Personal Data Warehouses: Reclaiming Your Data by Simon Willison
I gave a talk yesterday about personal data warehouses for GitHub’s OCTO Speaker Series, focusing on my Datasette and Dogsheep projects. The video of the talk is now available, and …

So many good ideas in this talk.

  1. I love this idea of standardizing all of your data to sqlite databases so you can freely explore it. I also love this idea of shipping static datasets inside a sqlite db inside a Docker image so you can “scale to zero”.

    One thing I’ve been wanting to do for a while is add some kind of public dashboard for my Airbot data. Using something like Datasette I could export subsets (or all of it) to sqlite and allow you to slice and dice the data at will.

  2. Also really like the idea of having automated cron/lambda jobs setup to pull your personal data off the web automatically. Right now I’m only importing my swarm checkins / interactions with my syndicated tweets. Having some automated cron jobs to just collect the data to sqlite would allow me to explore my data much easier.

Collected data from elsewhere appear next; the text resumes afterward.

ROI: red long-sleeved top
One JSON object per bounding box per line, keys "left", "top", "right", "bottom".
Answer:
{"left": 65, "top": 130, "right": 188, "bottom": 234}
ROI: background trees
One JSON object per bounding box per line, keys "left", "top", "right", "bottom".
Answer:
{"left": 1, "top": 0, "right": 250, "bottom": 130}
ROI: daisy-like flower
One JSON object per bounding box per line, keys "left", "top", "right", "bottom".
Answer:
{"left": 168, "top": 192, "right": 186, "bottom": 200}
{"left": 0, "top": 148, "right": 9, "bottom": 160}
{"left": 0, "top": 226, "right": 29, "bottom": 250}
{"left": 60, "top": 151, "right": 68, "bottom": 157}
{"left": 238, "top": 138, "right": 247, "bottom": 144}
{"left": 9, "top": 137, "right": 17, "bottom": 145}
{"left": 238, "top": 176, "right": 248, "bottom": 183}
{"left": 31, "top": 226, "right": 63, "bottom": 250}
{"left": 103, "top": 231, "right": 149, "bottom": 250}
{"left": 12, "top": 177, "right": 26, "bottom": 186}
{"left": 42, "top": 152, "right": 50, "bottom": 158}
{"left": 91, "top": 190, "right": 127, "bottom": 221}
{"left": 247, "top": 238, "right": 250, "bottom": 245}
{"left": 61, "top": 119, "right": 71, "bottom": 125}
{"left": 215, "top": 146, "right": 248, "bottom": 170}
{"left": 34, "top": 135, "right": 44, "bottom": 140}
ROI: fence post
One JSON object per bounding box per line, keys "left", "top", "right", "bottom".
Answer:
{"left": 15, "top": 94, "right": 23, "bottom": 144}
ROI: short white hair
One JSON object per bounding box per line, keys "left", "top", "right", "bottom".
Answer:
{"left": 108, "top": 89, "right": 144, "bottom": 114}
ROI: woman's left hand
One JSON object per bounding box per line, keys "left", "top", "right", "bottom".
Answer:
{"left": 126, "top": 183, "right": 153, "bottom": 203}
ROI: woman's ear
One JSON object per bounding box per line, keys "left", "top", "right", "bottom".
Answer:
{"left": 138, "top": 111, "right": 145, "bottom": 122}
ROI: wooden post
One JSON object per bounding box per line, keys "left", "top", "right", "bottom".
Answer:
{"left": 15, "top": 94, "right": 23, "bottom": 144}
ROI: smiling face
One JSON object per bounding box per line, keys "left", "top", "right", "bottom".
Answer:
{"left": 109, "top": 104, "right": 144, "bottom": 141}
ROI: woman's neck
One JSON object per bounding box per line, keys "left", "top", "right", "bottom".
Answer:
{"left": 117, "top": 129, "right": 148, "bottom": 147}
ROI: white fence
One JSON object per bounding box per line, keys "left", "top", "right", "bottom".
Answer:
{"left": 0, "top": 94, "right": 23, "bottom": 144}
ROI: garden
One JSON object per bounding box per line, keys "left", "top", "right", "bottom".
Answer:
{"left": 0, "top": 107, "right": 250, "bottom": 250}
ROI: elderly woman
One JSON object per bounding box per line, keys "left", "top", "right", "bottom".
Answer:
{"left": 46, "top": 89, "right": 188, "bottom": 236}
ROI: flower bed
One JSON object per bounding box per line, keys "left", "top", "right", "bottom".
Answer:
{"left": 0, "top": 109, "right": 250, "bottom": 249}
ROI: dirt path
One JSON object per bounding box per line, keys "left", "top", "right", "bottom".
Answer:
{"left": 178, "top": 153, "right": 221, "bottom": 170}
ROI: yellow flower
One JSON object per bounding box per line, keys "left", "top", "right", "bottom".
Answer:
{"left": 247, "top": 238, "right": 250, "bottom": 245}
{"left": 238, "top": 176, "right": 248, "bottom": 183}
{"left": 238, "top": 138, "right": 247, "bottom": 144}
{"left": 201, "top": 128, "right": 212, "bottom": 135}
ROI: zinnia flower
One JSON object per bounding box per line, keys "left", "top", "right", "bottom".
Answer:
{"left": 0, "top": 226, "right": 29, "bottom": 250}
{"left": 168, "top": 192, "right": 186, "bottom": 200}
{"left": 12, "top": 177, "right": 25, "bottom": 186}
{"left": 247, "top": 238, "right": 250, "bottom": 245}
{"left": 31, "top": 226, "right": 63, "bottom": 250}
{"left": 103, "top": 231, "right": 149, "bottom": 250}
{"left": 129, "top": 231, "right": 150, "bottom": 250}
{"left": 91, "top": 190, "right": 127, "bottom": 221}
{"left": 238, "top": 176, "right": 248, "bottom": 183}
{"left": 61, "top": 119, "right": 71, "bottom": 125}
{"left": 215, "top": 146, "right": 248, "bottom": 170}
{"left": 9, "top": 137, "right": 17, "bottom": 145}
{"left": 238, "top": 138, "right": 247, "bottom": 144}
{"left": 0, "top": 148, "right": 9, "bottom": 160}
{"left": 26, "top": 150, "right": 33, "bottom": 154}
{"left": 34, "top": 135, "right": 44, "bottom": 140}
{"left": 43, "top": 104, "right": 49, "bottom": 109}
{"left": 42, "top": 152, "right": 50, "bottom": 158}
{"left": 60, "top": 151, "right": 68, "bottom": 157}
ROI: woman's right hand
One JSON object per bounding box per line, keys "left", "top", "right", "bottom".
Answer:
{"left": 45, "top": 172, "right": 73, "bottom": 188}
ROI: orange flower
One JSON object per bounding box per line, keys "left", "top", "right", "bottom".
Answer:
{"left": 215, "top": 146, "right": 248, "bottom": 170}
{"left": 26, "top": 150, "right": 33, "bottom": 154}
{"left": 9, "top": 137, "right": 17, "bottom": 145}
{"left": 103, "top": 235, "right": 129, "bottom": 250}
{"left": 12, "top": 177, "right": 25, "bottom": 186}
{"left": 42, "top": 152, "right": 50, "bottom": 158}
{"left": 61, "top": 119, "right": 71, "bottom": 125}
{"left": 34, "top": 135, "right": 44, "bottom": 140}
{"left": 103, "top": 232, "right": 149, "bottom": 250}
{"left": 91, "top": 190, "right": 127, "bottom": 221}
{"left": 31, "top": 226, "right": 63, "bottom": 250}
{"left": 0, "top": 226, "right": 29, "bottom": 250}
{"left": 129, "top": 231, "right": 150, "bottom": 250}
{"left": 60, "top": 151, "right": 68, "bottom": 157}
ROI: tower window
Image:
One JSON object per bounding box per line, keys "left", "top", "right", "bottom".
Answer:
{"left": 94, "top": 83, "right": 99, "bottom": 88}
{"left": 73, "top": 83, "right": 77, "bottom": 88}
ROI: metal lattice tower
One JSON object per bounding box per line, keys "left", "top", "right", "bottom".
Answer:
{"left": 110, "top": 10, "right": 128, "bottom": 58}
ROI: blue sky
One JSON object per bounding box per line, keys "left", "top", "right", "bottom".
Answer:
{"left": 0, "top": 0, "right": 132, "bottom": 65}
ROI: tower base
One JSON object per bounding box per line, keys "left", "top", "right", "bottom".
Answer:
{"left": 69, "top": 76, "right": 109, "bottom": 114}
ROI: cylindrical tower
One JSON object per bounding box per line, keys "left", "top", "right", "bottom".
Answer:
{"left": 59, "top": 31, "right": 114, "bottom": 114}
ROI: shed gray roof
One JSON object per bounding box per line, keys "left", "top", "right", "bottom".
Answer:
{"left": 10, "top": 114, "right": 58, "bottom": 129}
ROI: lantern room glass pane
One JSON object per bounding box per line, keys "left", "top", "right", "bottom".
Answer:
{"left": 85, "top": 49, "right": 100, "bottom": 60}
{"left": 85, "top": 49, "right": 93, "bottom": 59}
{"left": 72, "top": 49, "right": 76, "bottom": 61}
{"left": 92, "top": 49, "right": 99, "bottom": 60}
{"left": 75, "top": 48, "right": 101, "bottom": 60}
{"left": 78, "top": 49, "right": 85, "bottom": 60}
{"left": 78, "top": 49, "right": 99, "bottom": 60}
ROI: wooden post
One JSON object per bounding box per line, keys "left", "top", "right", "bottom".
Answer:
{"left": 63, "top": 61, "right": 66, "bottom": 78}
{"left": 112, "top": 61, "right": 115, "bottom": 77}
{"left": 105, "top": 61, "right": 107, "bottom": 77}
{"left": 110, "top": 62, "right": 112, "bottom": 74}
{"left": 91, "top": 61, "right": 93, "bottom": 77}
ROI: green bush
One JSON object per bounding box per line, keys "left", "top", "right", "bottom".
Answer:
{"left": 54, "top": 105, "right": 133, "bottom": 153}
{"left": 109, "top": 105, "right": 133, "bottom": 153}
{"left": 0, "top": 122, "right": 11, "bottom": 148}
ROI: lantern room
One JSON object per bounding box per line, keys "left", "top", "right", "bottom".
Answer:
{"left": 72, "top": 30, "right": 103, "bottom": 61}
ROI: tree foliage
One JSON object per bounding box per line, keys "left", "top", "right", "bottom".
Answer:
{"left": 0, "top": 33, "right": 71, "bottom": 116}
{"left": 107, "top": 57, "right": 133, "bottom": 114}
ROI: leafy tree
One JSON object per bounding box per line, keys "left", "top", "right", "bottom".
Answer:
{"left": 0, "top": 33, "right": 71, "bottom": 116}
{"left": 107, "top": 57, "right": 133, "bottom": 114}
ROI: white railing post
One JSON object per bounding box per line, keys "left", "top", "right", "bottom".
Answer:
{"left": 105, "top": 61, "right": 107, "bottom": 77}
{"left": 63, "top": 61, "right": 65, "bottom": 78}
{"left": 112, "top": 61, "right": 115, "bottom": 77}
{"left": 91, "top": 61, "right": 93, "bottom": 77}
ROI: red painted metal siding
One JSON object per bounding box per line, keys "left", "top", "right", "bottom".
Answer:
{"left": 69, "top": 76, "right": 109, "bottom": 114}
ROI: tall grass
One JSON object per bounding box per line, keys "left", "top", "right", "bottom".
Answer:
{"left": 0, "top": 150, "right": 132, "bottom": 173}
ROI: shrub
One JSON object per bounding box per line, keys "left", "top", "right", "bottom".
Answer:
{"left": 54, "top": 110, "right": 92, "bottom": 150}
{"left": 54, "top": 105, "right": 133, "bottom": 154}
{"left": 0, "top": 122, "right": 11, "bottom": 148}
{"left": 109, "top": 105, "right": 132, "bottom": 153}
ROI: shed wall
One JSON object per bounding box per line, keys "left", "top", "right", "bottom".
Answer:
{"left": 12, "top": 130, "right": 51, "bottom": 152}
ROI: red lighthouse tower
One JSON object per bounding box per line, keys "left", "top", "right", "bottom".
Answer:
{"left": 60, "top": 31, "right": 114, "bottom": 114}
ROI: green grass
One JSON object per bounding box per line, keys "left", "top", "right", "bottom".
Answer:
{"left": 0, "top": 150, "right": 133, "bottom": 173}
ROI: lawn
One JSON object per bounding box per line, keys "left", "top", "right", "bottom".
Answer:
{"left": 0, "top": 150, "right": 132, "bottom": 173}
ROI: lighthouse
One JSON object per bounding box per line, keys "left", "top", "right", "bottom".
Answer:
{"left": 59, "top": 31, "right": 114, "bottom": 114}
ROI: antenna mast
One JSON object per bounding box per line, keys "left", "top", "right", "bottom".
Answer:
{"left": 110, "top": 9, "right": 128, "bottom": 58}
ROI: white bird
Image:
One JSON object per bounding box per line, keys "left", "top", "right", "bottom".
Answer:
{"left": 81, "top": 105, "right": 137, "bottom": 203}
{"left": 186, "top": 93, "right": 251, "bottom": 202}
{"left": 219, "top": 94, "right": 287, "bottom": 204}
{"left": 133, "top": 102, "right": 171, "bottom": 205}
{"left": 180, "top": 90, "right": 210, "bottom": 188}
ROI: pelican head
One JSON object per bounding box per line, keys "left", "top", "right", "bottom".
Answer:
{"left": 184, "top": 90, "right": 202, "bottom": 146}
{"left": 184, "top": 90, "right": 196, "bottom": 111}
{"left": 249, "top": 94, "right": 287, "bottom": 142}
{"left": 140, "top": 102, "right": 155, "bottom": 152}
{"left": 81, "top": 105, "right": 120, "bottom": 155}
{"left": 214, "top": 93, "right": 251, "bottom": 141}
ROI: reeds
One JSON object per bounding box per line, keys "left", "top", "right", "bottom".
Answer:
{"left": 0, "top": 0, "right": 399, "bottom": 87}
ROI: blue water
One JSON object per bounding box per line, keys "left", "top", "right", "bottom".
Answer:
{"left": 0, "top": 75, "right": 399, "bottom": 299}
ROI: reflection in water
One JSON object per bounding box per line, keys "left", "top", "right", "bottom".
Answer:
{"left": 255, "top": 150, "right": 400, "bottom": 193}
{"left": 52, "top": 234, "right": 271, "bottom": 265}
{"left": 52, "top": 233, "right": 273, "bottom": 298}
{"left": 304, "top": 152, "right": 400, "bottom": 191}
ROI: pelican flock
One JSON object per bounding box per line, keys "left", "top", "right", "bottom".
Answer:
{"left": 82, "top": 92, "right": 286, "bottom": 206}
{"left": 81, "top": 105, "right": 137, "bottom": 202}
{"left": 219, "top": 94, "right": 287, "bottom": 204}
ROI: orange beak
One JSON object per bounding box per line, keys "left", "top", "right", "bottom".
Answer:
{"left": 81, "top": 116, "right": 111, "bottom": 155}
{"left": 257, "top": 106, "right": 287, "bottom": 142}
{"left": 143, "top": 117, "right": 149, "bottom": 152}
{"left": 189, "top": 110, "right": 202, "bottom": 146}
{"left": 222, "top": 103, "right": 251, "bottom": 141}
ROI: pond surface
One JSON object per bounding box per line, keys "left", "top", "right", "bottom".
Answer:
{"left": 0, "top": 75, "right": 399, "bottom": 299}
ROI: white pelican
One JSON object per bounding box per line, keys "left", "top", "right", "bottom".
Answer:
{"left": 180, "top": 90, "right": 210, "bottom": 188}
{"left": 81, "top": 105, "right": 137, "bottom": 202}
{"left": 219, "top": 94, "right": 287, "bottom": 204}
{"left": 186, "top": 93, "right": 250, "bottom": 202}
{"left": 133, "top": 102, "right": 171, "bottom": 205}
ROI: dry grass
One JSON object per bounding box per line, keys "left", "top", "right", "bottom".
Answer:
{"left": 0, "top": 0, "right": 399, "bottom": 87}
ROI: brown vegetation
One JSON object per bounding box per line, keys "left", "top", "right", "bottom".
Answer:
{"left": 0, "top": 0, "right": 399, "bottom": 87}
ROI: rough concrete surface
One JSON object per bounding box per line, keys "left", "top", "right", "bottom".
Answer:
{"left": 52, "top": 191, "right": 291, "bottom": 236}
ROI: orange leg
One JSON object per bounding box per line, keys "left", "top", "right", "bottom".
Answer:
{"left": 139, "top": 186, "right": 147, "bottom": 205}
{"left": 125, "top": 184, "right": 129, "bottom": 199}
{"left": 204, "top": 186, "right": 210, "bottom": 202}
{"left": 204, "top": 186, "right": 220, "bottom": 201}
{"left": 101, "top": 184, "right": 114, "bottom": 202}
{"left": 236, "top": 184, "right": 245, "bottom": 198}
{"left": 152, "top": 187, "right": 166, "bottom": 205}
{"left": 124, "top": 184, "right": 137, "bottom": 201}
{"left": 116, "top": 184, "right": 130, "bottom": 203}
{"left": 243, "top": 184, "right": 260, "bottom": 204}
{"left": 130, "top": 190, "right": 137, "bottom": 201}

  3. There seems to be recurring theme (maybe it’s the holy grail) of nerds wanting to build their own search engines/portals for all of their data. In one sense it’s a “solved” problem with Spotlight and other such tools. On the other hand Spotlight and these tools don’t provide you context.

    There was a tool that was under development in the early Mono days on (written by Nat?) that did this, at least partially. If you were chatting in Gaim it’d show you a window of your recent emails, their contact info, maybe their latest rss feeds. I’ve always thought a tool like this would be killer – but with so much data being up in servers and hidden behind apis and proprietary services these days it seems increasingly difficult.